Elles influencent nos capacités intellectuelles et comportementales, nous permettant de nous harmoniser en équilibrant notre physique, notre psychisme et nos émotions.

Par exemple, le bleu est souvent associé à la tranquillité et à la sérénité, tandis que le rouge peut évoquer la passion ou l’énergie.

Cela se traduit de façon très concrète d’un point de vue physiologique. Et pas seulement sur les taureaux de corrida !

Les chercheurs Soojin Lee et Stephen Westland de l’Université de Leeds ont mené une étude sur 42 participants qui a montré que le rouge peut augmenter la fréquence cardiaque, la pression artérielle et la respiration, tandis que le bleu a un effet inverse en ralentissant ces mêmes fonctions corporelles.[2]

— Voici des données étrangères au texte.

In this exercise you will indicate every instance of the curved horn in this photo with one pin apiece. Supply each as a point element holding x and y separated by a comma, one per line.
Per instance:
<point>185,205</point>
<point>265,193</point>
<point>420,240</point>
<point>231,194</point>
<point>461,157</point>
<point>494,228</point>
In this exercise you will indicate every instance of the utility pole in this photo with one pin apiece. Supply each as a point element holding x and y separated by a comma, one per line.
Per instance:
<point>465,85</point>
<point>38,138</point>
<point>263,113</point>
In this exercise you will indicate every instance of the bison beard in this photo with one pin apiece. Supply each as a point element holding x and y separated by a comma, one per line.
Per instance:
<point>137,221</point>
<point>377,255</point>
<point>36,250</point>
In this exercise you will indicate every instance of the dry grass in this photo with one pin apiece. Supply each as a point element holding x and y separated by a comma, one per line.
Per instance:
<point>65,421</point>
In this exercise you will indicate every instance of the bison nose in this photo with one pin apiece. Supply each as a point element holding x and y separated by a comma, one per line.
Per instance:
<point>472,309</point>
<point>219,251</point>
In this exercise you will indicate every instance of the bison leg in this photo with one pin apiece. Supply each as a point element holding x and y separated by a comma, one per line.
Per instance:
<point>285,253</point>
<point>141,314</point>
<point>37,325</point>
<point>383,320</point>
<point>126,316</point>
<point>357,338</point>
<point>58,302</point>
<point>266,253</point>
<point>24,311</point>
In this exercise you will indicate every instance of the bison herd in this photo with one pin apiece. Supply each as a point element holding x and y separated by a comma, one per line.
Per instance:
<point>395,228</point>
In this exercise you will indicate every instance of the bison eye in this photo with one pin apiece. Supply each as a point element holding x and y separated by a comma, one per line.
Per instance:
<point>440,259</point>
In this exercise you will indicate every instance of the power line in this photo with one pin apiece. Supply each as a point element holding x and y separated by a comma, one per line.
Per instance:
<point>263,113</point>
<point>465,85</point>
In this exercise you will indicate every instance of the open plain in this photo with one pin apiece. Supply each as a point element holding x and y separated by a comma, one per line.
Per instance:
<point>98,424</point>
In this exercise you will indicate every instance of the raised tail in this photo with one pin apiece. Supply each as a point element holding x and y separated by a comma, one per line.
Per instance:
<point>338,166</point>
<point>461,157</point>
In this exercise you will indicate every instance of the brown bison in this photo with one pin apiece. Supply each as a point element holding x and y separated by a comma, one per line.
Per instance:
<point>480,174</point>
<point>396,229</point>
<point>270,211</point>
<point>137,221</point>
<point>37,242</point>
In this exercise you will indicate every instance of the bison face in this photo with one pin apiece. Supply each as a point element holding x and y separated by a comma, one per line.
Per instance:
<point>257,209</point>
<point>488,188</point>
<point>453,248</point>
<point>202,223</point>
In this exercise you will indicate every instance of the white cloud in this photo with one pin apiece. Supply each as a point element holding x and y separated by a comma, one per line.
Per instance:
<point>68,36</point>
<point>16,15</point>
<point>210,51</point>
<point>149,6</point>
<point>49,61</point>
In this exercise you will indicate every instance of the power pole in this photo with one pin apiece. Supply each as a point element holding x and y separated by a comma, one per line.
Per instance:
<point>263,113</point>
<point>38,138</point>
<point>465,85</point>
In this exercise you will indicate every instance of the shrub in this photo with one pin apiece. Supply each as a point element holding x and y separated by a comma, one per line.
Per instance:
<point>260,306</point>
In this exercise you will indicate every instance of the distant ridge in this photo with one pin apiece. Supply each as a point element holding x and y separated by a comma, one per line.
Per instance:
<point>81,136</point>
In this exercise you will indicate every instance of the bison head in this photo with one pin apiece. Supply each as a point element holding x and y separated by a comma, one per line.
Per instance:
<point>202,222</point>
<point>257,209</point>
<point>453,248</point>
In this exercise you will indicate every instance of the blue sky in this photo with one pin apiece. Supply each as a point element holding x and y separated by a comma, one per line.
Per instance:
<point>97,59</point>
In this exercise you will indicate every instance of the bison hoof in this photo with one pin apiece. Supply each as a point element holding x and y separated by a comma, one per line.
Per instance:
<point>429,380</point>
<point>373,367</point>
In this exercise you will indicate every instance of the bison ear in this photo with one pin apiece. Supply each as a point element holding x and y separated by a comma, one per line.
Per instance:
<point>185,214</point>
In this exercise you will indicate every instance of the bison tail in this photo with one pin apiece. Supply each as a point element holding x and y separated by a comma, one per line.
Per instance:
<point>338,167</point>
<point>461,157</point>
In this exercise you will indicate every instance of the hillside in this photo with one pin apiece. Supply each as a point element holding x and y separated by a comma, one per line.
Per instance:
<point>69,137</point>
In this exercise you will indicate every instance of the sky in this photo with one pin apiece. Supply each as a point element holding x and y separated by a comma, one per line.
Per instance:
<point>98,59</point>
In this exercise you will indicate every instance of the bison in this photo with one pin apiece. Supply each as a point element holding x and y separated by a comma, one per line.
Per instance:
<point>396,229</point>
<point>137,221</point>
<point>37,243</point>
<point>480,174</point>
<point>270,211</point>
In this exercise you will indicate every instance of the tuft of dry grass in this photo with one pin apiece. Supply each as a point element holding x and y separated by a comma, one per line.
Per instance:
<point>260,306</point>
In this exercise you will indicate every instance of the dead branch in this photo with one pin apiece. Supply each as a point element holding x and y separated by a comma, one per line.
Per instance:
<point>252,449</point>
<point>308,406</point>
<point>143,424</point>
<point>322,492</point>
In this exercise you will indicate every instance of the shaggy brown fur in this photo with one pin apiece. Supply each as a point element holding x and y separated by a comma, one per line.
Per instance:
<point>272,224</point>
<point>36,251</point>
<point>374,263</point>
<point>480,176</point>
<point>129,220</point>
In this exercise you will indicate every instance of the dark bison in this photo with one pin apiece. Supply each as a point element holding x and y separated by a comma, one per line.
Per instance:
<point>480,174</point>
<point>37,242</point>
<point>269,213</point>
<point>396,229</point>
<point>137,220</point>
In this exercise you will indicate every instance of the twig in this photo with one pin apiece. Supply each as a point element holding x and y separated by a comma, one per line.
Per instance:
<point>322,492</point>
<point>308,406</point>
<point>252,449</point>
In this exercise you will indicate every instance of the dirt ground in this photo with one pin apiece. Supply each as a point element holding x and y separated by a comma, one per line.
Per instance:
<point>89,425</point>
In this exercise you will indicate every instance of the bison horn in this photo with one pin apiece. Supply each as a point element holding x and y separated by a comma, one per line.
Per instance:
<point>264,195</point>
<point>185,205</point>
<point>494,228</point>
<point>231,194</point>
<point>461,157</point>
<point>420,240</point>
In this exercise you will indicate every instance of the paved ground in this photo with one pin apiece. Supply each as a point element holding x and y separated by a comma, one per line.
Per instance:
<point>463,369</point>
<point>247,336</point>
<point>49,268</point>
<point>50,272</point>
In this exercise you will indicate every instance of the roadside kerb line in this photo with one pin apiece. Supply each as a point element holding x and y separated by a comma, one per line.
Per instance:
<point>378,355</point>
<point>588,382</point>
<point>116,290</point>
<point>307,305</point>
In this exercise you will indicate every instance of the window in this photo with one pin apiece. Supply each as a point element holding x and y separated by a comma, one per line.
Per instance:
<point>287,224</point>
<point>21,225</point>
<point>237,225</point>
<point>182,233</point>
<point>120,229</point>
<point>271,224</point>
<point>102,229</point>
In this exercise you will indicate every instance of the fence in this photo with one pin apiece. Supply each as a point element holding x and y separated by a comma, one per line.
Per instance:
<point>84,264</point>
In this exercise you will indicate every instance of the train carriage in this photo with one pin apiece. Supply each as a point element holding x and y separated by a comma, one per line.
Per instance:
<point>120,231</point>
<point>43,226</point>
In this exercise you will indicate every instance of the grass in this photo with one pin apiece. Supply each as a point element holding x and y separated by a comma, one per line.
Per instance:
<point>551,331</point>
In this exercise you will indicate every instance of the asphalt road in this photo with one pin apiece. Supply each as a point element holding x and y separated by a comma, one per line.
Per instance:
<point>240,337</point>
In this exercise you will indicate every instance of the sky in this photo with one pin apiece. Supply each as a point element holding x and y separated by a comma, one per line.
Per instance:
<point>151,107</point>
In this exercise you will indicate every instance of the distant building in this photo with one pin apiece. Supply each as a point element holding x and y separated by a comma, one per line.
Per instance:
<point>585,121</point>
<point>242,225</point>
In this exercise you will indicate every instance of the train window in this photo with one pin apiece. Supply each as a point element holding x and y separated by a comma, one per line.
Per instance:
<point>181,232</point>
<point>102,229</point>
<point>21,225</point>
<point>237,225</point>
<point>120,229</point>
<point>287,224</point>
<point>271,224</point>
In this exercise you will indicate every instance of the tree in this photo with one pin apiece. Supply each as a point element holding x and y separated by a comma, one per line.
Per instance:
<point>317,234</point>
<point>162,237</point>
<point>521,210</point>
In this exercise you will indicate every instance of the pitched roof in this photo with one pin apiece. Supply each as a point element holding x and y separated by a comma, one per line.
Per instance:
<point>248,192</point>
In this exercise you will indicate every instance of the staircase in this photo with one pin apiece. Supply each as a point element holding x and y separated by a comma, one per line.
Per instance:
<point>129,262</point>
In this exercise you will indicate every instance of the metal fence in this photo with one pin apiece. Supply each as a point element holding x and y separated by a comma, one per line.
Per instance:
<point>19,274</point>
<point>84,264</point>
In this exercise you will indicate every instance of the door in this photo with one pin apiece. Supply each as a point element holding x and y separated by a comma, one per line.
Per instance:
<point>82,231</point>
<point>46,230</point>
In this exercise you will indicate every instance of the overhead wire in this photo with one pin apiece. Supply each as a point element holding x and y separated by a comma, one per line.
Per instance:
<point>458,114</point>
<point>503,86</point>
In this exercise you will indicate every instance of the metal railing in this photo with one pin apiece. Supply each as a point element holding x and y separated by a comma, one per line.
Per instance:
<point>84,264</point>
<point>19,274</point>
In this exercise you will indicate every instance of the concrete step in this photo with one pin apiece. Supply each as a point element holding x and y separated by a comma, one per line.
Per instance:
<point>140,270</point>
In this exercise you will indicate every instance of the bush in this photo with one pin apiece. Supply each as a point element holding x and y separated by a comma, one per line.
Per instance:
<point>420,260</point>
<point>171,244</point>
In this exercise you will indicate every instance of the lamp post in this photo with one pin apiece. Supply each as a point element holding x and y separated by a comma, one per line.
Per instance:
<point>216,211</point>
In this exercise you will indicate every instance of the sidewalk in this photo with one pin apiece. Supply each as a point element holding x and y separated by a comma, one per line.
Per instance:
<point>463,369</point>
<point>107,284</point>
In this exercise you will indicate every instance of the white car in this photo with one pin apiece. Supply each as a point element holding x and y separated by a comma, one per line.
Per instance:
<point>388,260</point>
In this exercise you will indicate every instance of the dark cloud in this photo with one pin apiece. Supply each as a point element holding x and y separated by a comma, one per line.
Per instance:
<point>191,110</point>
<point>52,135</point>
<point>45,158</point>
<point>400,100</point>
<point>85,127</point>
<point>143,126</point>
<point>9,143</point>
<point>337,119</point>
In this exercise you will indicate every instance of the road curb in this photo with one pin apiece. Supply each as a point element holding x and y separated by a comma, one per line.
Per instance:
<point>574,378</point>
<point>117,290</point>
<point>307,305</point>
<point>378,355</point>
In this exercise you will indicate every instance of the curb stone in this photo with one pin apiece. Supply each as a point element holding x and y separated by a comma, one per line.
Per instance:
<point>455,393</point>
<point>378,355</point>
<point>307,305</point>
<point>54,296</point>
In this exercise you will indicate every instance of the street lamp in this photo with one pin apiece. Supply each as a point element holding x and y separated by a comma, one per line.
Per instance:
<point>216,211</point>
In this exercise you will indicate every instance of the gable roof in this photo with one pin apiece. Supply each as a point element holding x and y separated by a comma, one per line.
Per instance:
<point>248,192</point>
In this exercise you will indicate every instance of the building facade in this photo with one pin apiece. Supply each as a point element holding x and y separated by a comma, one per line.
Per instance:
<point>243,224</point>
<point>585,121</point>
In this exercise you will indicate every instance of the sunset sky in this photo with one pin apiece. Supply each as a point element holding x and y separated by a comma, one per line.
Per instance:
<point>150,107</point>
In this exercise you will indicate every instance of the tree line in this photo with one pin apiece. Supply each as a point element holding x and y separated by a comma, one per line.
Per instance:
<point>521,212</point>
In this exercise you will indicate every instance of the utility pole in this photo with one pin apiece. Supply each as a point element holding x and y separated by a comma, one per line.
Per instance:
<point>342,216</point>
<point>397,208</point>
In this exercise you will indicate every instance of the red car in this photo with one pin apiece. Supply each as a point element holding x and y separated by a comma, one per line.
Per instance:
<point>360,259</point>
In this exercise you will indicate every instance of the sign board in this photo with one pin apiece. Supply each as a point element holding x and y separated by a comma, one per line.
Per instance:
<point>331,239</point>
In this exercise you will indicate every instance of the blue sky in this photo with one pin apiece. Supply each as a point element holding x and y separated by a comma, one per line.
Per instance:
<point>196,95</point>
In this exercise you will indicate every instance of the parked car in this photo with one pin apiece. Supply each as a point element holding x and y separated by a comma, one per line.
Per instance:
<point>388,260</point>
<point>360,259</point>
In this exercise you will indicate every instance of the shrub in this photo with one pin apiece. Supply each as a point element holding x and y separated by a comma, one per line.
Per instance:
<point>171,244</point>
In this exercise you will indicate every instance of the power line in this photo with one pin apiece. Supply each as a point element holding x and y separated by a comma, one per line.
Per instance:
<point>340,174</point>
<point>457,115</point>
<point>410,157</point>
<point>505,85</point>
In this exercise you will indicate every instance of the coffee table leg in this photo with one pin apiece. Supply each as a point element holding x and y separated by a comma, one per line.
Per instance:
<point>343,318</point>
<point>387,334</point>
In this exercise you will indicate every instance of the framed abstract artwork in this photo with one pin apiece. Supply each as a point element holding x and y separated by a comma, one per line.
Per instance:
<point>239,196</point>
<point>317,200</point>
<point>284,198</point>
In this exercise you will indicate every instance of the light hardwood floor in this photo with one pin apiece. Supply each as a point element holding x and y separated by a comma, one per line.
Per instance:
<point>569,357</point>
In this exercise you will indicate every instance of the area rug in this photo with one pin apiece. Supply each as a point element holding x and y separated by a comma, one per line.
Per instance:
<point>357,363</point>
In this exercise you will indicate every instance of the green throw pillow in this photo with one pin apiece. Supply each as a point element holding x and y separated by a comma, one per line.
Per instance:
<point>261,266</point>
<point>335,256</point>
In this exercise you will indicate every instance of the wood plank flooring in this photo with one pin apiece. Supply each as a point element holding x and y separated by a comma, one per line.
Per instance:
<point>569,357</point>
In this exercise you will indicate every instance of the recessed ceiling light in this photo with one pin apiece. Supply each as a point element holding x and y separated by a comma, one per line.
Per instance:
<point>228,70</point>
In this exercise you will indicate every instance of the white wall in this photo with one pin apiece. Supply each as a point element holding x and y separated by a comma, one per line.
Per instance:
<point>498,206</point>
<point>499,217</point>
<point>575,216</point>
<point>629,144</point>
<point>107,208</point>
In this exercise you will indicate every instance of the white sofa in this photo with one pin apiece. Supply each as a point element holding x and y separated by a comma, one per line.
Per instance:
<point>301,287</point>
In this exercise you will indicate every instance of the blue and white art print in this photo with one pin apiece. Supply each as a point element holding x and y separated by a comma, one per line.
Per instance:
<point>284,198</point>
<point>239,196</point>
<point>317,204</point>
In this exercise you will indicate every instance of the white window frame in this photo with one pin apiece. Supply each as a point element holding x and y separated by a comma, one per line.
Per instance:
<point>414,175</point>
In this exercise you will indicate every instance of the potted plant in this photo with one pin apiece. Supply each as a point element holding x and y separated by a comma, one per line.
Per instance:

En 2009, une autre étude[3] menée par Juliet Zhu, spécialiste du comportement à l’Université de Colombie-Britannique, a révélé également que le rouge améliore l’attention aux détails, tandis que le bleu stimule la créativité.

Le rouge évoque le danger, incitant à la vigilance, tandis que le bleu est associé à la paix et à la liberté, favorisant l’exploration.

Ces découvertes sont abondamment utilisées par le marketing, où le choix des couleurs peut influencer les comportements des consommateurs.

Mais je vous invite plutôt à trouver, pour vous, la bonne utilisation des bonnes couleurs.

La chromothérapie : une approche de soin par les couleurs

La chromothérapie, également connue sous le nom de thérapie par les couleurs, utilise les propriétés des couleurs pour améliorer la santé et le bien-être.

Elle utilise des filtres particuliers et la lumière pour projeter les couleurs sur les différentes parties du corps à traiter. Cette thérapie est particulièrement recommandée en cas de stress, de trouble du sommeil et de fatigue.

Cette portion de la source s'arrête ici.